A study looking at the Neuroscience of Trust believes so, citing the chemical oxytocin as a key player in our propensity to trust, apparently we are chemically wired to trust. Oxytocin, or the ‘love hormone’ is a key driver of social bonding and empathy and its release levels are closely linked to trust, engagement and ultimately better organisational performance. The study identified that organisations with high trust exhibited 76% more engagement and 50% higher productivity when considered against low trust companies. The study also identified eight effective management behaviours geared towards promoting trust that included: personal recognition, discretion on how work is done, broad communication and leaders who show vulnerability. These traits are widely recognised as desirable for successful leaders and indeed showed synergy with the findings from the Edelman Trust at Work recommendations and Horsager’s ‘eight pillars’ model.
The role of the leader
As a leader, do you inspire trust?
One of the key drivers of employee trust in an organisation is the relationship with the CEO. The Edelman research noted 76% of people felt that CEO’s should be actively leading change across societal issues rather than waiting for government intervention. A recent US example from May 2018 stemmed from the US administration’s decision to separate migrant children from their families if they were caught entering the US illegally. CEO’s from Apple, Uber amongst others spoke out about the practice and the Bank of America ultimately stopped funding of ‘private prisons’ in the wake of the crisis. Another notable instance involved Starbucks closing over 8000 US stores for an afternoon to undertake unconscious bias training after an employee had ejected two black men from a store while they waited for a meeting.Notwithstanding individual company motives and clear public relations considerations underpinning their decisions, these instances have been broadly held out as an example of corporate America taking a stand.

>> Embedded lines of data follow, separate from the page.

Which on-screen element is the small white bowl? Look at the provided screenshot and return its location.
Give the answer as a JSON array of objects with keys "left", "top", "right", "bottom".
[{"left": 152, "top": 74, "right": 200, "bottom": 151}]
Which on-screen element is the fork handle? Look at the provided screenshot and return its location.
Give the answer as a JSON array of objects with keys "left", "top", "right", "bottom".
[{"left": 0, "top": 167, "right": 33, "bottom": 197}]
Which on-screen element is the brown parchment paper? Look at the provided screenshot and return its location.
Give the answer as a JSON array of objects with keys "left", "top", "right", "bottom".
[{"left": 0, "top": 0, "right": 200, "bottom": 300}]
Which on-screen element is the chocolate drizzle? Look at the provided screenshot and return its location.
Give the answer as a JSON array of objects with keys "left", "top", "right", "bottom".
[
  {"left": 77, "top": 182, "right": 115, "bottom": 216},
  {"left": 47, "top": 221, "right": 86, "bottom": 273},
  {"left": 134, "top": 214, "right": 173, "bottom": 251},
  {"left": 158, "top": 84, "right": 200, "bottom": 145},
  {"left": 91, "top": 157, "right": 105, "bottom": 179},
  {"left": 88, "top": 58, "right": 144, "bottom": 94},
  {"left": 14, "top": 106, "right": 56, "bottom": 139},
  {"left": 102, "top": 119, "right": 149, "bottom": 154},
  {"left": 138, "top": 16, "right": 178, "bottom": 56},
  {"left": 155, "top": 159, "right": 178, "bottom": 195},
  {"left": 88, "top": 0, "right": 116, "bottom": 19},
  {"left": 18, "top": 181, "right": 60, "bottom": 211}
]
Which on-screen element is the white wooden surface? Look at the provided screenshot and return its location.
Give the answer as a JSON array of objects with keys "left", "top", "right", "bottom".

There are of course flip sides to this and trust can just as easily be destroyed, think Elon Musk’s ill advised tweet concerning Tesla’s supposed secured funding for its IPO or the Volkswagen emissions scandal. Trust in both companies in the aftermath was seriously damaged and has arguably still not recovered; Tesla stocks are well below their 2018 high and Volkswagen are still trying to recover ground and may have inadvertently killed the diesel market.
These are extreme examples but they act as stark reminders of just how influential leaders are in building or breaking trust through their actions, directions or indeed, the keypad of their smartphone.
Trust and the bottom line
By viewing trust as a commodity it helps rationalise this as a tangible business asset, much like brand and goodwill but somehow more solid and dependable.
Trust is clearly important and there exists a prevailing climate for leaders to focus on building trust with its people to drive better organisational performance. The climate appears right to capitalise on the willingness of employees to place their trust in, and engage with, their organisations and, as leaders, we are ideally placed to shape this. Create the right atmosphere and culture, consider your organisational listening and be prepared to personally take a position on issues that matter to your employees. This need not be the biggest societal woes of our time, maybe it’s a local issue, but it should be something meaningful and impactful.
Trust maybe in short supply, but it is a valuable commodity for your business that you need to be trading in.